Bruce: Thank you very much for sharing Stevens' poem, and for your thoughts accompanying it. They fit well here. And, although this is a poem for all seasons, we cannot pass through autumn without Stevens, can we? (Now you've put me in the mood to dive back into him!)
It is a moving poem, isn't it? As you point out, the closing thought is the key: "content,/At last, there, when it turns out to be here." This is a precursor of where Stevens arrived in his beautiful late poems, don't you think? As I'm sure you know, he revisited "foyer" in one of his last poems (published posthumously in the year of his death): "Local Objects." The first stanza: "He knew that he was a spirit without a foyer/And that, in this knowledge, local objects become/More precious than the most precious objects of home." It ends: "These were that serene he had always been approaching/As toward an absolute foyer beyond romance." (Compare these lines from "Crude Foyer": "In which we sit and breathe/An innocence of an absolute.") Is "Local Objects" a sequel to, or a commentary upon, "Crude Foyer"? That's beyond my ken, since there are parts of both poems that leave me confounded. (As is the case with many of his poems. But the beauty outweighs my slow wittedness.)
Thank you again for sharing your thoughts, and Stevens' poem.
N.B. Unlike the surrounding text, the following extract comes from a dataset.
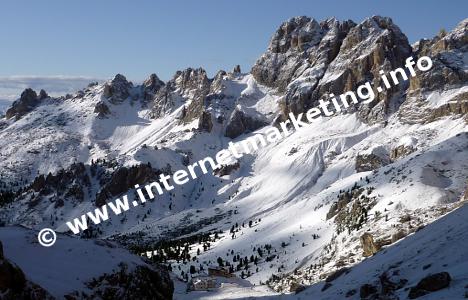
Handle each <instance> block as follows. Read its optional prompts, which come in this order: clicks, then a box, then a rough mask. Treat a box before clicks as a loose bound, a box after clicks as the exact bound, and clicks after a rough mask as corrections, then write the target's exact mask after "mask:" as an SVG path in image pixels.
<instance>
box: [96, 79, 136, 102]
mask: <svg viewBox="0 0 468 300" xmlns="http://www.w3.org/2000/svg"><path fill="white" fill-rule="evenodd" d="M132 87H133V84H132V83H131V82H129V81H127V78H125V76H124V75H122V74H117V75H115V77H114V79H112V80H111V81H110V82H107V83H106V84H105V85H104V91H103V96H104V97H106V98H109V101H110V102H111V103H114V104H117V103H121V102H123V101H124V100H125V99H127V98H128V97H129V96H130V89H131V88H132Z"/></svg>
And, as ever, thank you for visiting.
Lovely post, and the painting of the window is gorgeously evocative.
Nikki: Thank you very much. Yes, it is a wonderful painting, isn't it? I stumbled across it several years ago, and haven't forgotten it. Those greens . . . well, and everything else about it. Beyond words. But "gorgeously evocative" is a lovely description of it. Pringle painted it on the island of Whalsay in the Shetland Islands.
Thank you for stopping by again. It is always a pleasure to hear from you.